Before I launch into the specifics of these training classes, the first thing I want people to consider is why they should attend a class at all. Will attending Applying Professional Kanban (APK) or Professional Scrum with Kanban (PSK) two-day classes make someone an expert in the subject? The short answer is no. However, I believe there is value in attending either of these classes. One of my goals as a trainer is that students will gain a foundational understanding of the concepts of Kanban, and leave the class feeling inspired and encouraged to make positive changes when they return to work. Students in the classes develop their understanding through more than just a presentation. They develop the understanding through discussions, discovery, and the shared experience that happens in the class.
If students are interested in the certifications that accompany these training courses (PK I for the APK, and the PSK I for PSK), the training helps them associate learning objectives targeted in the assessments with interactions in the class. These interactions and activities are more memorable than a slide in a presentation. They can use these learning experiences as a basis to build on whenever they leave the classroom and return to the specific context of their work environment.
Why APK and PSK?
One of the reasons I really like the approach of ProKanban.org (for APK) and Scrum.org (for PSK) is that both organizations recognize that the context that individuals and teams operate in make prescriptive approaches unrealistic. The alternative is providing a minimalistic set of instruction and practices with the understanding that the people will build upon those practices to meet the goals of their organization while working within the constraints of context and challenging them when appropriate.
The source for the APK class is The Kanban Guide and the source for the PSK class is The Kanban Guide for Scrum Teams.

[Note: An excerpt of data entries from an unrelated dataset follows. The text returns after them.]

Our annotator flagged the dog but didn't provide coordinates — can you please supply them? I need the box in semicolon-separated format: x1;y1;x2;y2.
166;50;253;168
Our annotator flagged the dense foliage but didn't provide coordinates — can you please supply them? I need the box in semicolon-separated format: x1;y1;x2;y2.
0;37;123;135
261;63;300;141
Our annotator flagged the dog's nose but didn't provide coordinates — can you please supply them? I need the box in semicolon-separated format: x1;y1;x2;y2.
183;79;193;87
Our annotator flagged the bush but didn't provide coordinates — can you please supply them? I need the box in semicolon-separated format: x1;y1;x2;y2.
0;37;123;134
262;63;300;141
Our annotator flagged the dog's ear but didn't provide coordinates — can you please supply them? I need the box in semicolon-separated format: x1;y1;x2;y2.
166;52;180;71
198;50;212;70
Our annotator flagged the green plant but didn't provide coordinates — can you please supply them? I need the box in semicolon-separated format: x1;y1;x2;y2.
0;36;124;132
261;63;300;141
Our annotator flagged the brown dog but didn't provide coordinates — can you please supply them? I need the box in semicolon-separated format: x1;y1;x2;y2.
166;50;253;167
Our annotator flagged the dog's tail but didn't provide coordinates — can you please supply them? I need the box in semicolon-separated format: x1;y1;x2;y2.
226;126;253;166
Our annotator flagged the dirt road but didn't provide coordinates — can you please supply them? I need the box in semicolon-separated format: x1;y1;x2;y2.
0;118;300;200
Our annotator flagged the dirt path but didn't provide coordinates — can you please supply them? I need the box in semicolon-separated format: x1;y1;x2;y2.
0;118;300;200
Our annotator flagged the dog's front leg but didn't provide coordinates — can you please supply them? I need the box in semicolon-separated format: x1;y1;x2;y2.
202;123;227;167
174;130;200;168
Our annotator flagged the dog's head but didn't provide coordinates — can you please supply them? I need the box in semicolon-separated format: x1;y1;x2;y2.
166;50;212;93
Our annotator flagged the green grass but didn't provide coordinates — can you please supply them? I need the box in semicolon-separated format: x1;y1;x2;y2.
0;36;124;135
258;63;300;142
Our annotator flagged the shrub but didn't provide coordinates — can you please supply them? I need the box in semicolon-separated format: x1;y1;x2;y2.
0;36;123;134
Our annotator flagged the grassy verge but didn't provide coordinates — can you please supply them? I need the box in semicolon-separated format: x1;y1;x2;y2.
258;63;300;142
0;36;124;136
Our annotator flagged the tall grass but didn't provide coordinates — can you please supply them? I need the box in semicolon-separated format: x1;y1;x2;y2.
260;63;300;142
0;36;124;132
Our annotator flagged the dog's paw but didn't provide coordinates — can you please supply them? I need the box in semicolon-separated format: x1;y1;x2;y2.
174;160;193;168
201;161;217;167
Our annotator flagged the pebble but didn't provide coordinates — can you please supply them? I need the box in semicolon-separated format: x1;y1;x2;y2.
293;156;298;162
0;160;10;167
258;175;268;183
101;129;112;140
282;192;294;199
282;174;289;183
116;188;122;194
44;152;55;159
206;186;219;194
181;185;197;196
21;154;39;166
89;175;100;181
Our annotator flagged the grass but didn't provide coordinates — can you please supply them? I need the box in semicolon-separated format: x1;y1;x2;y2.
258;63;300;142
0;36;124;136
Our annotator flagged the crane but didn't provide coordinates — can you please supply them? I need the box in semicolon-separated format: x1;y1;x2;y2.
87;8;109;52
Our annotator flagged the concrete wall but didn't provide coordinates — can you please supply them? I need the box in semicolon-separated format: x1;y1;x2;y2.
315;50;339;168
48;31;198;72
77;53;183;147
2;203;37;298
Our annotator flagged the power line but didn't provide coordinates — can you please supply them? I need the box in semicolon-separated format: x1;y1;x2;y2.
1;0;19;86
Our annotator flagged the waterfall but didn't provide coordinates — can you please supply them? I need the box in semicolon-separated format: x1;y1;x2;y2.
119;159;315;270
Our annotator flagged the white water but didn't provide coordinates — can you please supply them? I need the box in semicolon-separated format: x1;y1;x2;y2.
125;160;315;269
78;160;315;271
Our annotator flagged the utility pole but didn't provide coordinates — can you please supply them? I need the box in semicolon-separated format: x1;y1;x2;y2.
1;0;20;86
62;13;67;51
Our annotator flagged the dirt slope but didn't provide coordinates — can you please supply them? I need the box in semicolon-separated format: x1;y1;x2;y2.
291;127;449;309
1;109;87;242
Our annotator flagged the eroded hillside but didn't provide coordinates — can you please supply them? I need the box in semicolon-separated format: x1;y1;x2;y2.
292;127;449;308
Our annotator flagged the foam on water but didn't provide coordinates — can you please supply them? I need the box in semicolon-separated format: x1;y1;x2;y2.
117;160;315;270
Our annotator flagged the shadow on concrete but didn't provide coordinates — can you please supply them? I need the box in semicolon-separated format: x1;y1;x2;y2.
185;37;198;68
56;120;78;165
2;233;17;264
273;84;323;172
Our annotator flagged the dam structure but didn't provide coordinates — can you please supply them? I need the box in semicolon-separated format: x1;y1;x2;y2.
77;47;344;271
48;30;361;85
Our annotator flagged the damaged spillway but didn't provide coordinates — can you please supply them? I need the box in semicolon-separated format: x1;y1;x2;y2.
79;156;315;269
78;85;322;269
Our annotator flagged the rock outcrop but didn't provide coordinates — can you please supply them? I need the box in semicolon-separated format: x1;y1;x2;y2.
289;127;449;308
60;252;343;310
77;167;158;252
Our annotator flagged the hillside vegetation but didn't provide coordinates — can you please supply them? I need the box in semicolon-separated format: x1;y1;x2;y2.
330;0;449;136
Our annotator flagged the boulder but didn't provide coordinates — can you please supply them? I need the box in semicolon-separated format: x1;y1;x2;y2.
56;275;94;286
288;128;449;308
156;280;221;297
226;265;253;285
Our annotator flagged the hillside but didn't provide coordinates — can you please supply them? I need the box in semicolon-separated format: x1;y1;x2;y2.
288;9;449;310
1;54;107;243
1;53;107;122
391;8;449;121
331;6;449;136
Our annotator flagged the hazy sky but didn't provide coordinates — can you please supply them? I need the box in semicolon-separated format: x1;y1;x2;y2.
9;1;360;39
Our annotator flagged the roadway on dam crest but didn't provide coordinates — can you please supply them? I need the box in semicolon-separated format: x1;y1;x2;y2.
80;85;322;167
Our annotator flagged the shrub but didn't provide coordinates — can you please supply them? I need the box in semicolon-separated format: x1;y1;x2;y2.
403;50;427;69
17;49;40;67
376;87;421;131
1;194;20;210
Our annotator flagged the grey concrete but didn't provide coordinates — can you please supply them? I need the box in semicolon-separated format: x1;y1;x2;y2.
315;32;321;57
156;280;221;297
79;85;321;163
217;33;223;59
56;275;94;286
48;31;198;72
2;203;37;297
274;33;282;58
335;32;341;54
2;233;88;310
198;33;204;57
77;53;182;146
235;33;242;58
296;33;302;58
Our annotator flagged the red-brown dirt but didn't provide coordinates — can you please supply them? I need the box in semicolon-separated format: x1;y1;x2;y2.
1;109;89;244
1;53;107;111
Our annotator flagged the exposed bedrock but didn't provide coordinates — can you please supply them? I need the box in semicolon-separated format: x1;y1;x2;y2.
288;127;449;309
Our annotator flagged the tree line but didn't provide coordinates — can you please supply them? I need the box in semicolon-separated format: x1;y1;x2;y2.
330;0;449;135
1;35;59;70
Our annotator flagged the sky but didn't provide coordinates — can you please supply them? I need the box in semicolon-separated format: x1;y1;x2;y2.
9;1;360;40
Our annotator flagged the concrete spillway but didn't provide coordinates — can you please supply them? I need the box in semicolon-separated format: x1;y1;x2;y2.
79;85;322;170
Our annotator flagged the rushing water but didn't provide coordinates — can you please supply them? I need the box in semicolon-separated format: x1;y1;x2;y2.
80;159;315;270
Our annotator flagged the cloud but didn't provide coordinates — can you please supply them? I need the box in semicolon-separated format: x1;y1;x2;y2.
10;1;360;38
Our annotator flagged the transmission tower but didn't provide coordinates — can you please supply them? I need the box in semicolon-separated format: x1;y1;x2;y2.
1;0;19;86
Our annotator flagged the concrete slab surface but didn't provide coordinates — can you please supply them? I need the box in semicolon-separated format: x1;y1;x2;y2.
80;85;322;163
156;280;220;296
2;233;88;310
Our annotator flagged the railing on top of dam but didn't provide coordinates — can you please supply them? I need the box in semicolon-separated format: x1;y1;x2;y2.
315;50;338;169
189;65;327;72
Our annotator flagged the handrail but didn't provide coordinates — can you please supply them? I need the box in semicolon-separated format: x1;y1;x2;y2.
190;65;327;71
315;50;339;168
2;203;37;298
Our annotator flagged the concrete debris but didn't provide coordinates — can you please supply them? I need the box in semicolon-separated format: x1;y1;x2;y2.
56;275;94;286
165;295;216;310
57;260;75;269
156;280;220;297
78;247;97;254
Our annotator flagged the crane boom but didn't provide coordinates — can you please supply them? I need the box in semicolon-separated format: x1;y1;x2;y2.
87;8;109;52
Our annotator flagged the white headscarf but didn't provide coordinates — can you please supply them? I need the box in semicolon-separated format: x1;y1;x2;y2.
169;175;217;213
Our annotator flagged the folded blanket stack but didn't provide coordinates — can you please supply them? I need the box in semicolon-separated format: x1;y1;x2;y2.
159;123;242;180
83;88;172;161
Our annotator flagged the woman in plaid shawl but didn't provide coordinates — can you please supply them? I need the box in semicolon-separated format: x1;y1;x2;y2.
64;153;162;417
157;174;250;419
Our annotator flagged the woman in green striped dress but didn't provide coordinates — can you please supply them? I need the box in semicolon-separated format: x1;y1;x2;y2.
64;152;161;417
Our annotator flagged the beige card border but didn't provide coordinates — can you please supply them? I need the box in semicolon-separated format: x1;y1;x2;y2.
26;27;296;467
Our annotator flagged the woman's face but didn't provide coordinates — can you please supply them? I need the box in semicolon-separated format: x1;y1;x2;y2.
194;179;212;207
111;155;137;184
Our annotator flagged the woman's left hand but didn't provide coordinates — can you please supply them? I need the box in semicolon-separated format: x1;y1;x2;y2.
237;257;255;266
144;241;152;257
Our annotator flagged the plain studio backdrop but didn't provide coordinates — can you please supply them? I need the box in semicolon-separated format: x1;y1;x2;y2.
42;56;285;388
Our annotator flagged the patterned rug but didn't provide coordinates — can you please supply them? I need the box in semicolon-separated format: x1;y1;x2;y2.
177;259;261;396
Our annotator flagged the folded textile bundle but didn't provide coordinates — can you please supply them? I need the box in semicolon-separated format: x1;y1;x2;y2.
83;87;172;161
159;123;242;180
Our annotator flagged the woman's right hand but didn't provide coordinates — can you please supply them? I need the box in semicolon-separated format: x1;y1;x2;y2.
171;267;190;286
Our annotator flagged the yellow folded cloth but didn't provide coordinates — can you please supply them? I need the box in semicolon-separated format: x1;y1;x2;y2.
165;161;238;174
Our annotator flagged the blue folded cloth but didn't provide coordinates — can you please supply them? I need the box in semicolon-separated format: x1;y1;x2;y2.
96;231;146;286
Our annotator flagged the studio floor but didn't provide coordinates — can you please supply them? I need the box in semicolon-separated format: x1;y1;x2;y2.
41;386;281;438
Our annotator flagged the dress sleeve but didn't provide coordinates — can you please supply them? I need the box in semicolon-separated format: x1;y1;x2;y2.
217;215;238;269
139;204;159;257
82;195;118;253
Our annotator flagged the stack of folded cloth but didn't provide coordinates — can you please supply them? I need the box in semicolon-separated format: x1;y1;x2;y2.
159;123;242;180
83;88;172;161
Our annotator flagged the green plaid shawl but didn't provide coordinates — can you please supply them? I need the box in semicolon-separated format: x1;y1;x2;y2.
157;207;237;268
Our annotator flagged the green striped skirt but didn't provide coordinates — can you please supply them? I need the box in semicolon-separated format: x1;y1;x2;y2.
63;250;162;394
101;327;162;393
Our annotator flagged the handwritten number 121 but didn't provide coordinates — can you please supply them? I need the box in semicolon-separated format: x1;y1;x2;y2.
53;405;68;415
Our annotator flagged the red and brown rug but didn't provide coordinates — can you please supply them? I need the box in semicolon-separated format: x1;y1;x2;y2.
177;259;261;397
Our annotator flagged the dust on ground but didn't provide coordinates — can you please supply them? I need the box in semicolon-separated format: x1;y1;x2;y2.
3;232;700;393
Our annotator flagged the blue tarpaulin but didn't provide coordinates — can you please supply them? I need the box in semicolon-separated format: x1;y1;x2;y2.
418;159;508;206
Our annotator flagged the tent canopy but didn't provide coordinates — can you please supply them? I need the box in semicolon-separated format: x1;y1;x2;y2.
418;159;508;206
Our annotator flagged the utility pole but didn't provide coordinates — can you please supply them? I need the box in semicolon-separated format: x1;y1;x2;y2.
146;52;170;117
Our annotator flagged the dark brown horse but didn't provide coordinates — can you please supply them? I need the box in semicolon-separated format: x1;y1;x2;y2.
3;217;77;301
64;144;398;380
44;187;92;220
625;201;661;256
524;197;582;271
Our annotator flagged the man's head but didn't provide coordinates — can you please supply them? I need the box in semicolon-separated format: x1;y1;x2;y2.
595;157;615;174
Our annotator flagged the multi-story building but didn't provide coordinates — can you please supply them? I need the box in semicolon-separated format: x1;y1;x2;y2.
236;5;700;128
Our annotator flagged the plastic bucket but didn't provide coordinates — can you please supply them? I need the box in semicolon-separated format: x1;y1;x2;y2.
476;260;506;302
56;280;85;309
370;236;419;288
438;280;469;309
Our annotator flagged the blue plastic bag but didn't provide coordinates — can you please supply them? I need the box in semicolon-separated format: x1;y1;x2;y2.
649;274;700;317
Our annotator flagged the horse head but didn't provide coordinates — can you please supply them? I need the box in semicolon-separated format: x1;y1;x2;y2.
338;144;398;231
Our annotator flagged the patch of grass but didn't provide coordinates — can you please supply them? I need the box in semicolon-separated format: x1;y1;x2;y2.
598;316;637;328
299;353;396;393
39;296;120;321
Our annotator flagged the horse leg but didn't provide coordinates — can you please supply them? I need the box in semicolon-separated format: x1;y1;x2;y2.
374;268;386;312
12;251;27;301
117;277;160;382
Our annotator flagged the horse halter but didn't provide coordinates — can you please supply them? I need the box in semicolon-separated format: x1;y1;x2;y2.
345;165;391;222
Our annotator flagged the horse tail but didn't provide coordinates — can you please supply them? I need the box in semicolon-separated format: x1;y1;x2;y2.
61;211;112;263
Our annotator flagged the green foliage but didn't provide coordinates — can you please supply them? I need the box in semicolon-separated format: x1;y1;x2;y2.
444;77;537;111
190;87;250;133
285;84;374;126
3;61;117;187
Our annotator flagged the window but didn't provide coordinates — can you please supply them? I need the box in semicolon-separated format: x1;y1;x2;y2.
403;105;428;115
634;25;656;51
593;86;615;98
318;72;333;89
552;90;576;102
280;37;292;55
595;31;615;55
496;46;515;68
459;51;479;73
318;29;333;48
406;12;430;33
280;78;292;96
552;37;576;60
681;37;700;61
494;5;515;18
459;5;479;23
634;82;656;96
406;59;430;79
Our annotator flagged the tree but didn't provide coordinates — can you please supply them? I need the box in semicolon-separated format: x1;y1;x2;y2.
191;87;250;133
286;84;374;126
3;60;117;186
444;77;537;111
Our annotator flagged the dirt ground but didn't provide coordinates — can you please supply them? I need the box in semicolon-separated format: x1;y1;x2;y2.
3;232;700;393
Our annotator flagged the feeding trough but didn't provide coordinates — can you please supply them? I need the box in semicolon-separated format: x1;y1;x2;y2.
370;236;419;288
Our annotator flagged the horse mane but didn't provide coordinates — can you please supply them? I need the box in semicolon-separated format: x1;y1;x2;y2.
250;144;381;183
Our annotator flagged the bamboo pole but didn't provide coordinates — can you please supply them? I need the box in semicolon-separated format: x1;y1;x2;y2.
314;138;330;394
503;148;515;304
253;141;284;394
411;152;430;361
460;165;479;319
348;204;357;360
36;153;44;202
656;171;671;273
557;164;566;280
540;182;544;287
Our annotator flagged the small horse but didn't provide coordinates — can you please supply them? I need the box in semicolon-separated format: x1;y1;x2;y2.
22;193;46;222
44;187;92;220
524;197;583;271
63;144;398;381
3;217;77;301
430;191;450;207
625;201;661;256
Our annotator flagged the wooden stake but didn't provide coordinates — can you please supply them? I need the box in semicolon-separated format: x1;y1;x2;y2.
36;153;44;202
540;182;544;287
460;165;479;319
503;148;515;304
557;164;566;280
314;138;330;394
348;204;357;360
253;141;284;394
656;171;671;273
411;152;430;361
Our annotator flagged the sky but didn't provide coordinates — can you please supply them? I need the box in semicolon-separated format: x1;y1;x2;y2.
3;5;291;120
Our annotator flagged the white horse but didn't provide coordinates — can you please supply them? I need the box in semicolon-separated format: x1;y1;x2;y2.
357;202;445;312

Both of these guides were created by practitioners and experts. They focus on the necessary practices to implement and manage a Kanban system that continuously improves the flow of value. The guides are very similar in how they describe the practices of Kanban. The primary distinction is that The Kanban Guide for Scrum Teams addresses how Scrum Teams can approach applying the practices to the Scrum Framework.
The APK and PSK courses are designed, maintained, and updated by professional trainers who use the feedback of students and other trainers to create interactive learning experiences. These help students learn through a variety of methods. In both classes, students can expect to participate in full classroom discussions, small group discussions, simulations, and explorations into scenarios and problem solving applying the content that is shared by the instructor.
For students that are planning on pursuing certification, both organizations provide free open assessments on their websites that allow students to practice applying their knowledge before they take the official assessments. Once students achieve the PK I or PSK I certification, the certifying organization does not require that they pay an ongoing fee to keep their certification. Neither the PK I nor PSK I certifications expire.
What makes the classes different? How to decide which one to take:
Deciding which class to take will be based on the context and setting that the individual is working in. Though both classes are a great introduction to Kanban, they have a different focus depending on how work is currently getting done.
If someone is currently working on a Scrum Team and looking to apply Kanban practices to improve the way that their Scrum Team operates, the Professional Scrum with Kanban class is a great place to get started. However, The Professional Scrum with Kanban class is not designed for students to come learn Scrum and Kanban. The PSK course assumes that students already have a good understanding of Professional Scrum as it is described in the Scrum Guide. The classes that can help students get a foundational knowledge of Scrum to build on are the Applying Professional Scrum and Professional Scrum Master classes.
One of the greatest strengths of the PSK class is that it helps Scrum Practitioners see how to apply the practices of Kanban to the accountabilities, events, artifacts (and their commitments) of Scrum. Scrum is a process framework that invites teams to add what is helpful to achieve their goals and create value.
If someone is not currently working on a Scrum Team and wants to learn about how Kanban can help improve the flow of value, the Applying Professional Kanban class will be a better option for them. The focus of the APK class is on learning and applying the essential practices of Kanban. There is no prerequisite understanding of Scrum required because Kanban can stand alone as a system that individuals and teams can use to visualize, manage, and improve the work they are doing. The APK class provides a learning experience that is more focused on the Kanban practices because it does not spend time building connections to the Scrum Framework. While those connections are invaluable in the PSK, for students with no Scrum knowledge working outside the framework those connections can be a distraction.
Kanban system team members are expected to continuously improve. Improving the workflow is one of the required practices of Kanban. The improvements are focused on the flow of value in the system.
Scrum Teams are also expected to continuously improve. In the Scrum Framework, teams have an event that is focused on improving quality and effectiveness in the Sprint Retrospective. They also have a Scrum Master who is focused on the effectiveness of the Scrum Team and encourages them to improve their practices. Continuous improvement also reflects the Scrum Value of Commitment, as Scrum Team members are committed to doing their best every day.
The APK and PSK classes can be a great step to get teams excited about learning how Kanban can improve the flow value they produce. When team members see how they are making a difference for their customers and their organization, it can be a source of motivation. The ideas, practices, and discussions that take place in the APK and PSK classes can be a catalyst for positive change, not only for the individuals and teams but also for the organization when they return from class.